Wie kommt es nun, dass sich auf den QALY bezogen durch eine HG-SIT derart astronomische Summen ergeben? Kommt eine Erkrankung häufig vor, müssen viele Betroffene zum Teil lange behandelt werden und verursachen entsprechende Kosten. Wenn die Krankheit — in diesem Fall die Insektengiftallergie — aber gleichzeitig selten zum Tode führt (und daher die Behandlung nur wenige Leben rettet), wird es entsetzlich teuer sein, auch unabhängig von der Lebensqualität ein zusätzliches Lebensjahr zu gewinnen.
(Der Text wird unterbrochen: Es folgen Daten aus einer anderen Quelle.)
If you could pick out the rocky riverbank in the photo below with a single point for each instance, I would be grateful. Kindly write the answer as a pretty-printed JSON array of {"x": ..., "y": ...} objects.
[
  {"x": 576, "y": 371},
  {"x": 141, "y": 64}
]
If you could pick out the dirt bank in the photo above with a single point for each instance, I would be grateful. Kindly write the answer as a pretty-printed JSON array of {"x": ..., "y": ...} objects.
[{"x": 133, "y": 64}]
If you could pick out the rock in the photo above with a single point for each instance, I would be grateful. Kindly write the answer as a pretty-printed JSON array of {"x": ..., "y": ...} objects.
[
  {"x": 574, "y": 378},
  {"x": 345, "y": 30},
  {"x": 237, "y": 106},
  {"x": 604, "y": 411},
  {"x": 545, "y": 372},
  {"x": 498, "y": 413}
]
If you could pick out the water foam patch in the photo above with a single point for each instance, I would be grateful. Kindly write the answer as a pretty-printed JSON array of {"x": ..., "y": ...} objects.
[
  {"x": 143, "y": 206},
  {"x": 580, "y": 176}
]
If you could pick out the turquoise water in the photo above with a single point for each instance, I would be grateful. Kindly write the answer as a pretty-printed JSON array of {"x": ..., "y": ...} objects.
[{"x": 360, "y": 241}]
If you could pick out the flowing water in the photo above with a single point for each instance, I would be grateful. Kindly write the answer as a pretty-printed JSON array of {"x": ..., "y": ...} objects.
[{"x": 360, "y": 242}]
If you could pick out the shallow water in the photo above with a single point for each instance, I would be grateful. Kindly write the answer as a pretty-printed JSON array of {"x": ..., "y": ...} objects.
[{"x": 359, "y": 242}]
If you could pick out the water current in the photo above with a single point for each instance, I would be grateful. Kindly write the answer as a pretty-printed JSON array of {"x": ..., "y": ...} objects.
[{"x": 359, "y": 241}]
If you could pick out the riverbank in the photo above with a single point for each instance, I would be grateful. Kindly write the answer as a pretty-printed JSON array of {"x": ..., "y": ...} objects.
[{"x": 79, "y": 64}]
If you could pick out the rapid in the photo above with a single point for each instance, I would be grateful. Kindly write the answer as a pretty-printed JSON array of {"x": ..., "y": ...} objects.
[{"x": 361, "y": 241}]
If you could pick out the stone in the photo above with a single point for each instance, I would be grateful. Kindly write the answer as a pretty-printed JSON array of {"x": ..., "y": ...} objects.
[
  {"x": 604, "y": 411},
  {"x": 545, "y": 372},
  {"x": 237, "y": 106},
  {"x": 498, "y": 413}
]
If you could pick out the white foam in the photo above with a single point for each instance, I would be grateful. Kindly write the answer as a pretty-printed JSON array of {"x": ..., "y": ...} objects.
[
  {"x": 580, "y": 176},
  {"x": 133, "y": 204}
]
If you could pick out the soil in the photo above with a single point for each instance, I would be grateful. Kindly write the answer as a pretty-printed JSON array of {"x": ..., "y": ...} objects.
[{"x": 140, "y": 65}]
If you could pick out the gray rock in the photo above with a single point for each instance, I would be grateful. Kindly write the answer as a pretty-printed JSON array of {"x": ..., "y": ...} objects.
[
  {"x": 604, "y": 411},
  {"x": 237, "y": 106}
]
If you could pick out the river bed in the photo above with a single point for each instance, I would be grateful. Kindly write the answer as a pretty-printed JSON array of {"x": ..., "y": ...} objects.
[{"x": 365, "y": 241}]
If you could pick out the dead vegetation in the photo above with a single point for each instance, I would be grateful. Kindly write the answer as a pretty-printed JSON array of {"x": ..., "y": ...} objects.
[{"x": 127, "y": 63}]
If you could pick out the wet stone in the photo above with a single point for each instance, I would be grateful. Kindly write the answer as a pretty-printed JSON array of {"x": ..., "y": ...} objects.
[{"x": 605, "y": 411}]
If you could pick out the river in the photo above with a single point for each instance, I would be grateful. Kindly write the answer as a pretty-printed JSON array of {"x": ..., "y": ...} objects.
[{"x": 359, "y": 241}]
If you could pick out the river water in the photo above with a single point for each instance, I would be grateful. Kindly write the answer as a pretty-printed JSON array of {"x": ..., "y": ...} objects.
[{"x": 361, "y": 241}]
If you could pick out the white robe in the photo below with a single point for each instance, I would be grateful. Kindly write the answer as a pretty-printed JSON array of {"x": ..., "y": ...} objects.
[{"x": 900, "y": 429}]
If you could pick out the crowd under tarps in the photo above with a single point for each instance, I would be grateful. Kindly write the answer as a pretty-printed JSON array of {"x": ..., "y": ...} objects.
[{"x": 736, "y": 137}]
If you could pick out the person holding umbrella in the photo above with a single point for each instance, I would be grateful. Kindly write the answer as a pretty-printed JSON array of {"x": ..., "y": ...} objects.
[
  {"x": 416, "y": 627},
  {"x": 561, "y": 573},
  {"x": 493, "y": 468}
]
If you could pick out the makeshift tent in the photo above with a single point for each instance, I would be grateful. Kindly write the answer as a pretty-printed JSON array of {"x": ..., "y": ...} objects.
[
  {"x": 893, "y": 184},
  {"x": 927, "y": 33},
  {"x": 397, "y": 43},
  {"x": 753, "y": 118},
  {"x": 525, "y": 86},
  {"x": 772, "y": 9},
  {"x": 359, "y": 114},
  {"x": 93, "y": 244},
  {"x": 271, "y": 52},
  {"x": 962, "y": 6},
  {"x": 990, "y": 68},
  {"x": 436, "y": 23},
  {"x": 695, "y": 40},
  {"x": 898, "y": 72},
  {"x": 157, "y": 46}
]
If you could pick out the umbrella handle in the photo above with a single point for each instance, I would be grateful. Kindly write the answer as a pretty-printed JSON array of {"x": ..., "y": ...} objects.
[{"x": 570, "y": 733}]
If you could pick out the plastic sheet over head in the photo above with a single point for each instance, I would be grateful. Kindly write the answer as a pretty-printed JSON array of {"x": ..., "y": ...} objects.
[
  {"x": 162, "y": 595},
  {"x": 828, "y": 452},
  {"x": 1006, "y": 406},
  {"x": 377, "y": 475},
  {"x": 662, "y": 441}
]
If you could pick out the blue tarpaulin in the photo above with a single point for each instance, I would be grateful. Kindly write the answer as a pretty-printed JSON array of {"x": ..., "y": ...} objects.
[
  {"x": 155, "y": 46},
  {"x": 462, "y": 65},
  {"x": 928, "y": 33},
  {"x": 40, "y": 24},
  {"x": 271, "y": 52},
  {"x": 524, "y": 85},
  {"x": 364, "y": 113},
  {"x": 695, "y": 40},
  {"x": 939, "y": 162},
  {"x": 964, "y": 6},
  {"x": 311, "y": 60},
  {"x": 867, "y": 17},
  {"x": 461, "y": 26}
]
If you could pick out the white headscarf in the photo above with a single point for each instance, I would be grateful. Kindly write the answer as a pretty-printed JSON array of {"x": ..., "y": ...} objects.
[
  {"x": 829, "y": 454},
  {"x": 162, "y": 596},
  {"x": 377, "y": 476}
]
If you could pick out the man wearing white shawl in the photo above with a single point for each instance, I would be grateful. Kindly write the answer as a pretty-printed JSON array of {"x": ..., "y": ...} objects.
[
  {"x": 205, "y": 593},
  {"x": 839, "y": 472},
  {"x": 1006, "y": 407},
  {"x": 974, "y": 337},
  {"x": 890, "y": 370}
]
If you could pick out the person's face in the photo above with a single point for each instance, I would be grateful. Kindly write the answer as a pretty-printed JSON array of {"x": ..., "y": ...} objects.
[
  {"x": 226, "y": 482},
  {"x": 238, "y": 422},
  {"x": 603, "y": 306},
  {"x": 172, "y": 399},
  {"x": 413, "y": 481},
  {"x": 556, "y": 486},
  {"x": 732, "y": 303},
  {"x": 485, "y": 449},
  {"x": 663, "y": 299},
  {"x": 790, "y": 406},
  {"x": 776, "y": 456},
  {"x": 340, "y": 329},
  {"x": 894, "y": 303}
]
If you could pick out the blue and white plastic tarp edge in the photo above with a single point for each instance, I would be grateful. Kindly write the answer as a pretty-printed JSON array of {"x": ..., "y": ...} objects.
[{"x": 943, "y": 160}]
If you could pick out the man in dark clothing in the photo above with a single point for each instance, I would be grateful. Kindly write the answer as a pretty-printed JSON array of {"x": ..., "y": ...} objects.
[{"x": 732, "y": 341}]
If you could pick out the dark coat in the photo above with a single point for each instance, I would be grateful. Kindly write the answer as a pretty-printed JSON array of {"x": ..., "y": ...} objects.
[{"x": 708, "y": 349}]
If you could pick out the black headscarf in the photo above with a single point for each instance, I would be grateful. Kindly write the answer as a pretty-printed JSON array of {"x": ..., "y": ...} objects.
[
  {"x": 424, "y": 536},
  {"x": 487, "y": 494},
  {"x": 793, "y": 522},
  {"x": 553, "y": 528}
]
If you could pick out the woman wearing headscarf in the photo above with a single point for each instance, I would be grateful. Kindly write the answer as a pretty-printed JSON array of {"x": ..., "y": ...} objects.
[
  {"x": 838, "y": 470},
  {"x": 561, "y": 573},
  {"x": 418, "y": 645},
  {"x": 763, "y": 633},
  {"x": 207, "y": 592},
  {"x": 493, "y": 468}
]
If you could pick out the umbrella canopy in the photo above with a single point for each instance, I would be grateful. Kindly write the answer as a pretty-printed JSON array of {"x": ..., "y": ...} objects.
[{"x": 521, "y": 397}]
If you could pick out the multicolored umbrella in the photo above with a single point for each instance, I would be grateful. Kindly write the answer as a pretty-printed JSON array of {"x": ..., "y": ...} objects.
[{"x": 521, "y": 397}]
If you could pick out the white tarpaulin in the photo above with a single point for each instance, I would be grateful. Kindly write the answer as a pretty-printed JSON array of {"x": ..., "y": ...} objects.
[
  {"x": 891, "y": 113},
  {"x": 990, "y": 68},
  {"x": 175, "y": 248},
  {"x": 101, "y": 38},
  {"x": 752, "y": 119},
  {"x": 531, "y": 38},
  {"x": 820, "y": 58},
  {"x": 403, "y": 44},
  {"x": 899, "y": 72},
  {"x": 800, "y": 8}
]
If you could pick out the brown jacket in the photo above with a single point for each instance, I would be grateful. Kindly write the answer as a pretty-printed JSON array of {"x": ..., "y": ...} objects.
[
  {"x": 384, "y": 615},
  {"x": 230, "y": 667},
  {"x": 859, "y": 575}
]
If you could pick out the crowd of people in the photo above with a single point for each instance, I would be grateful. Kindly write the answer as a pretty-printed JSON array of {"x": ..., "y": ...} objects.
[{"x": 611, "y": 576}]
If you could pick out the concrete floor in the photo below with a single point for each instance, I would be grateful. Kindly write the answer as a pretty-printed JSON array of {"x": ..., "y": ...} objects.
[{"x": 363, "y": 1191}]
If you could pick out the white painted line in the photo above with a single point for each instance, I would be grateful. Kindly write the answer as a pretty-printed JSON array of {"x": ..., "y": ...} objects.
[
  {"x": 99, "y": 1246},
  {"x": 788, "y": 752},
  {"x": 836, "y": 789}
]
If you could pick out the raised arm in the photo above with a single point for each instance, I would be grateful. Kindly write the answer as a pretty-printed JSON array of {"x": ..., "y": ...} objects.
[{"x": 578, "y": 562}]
Ein solches Ergebnis war eigentlich bereits vor Studienbeginn zu erwarten, und man muss sich fragen, was die Initiatoren der Analyse veranlasst hat, eine derartige Untersuchung mit einem für die HG-SIT offensichtlich katastrophalen Ergebnis in Auftrag zu geben. Es lässt sich der Eindruck nicht vermeiden, dass hier in einer Zeit leerer Staatskassen — das britische Gesundheitssystem wird über Steuern finanziert — Argumente geschaffen werden sollen, um einer Rationierung bzw. Priorisierung der HG-SIT den Weg zu bereiten. Die Effizienz der Therapie ist zwar unbestritten [Boyle RJ et al. Cochrane Database Syst Rev 2012; 17. Okt; 10], das spielt bei der Wertung der Ergebnisse aber keine Rolle.

figure 1

Nachgerechnet — die enormen Kosten, die eine britische Studie der HG-SIT bescheinigt, sind möglicherweise das Ergebnis eines falschen Studienansatzes.

© UbjsP / shutterstock.com

Der Ansatz, therapeutische Effizienz (ICER pro QUALY) auf das Überleben zu beziehen, muss für viele Therapiearten als nicht sachgerecht bezeichnet werden. Zahllose, auch sehr kostspielige therapeutische Maßnahmen dienen ja primär nicht dem Ziel, Leben zu verlängern, sondern Lebensqualität zu schaffen. Ein solcher an der Lebensqualität orientierter Ansatz wurde von Hockenhull et al. auch verwendet und kam zu erheblich geringeren QALY-Kosten. Angesichts der dürftigen Datenlage zur Lebensqualität bei Insektengiftallergie ist er dennoch kritisch zu werten.

Fazit: Das Instrument ICER per QALY bei einer nur sehr selten tödlich verlaufenden, aber vergleichsweise weit verbreiteten Erkrankung anzuwenden, ist nicht sachgemäß. Die Wertigkeit der HG-SIT kann nur unter dem Aspekt der Lebensqualität beurteilt werden, alle anderen Ansätze sind — da tendenziös — abzulehnen.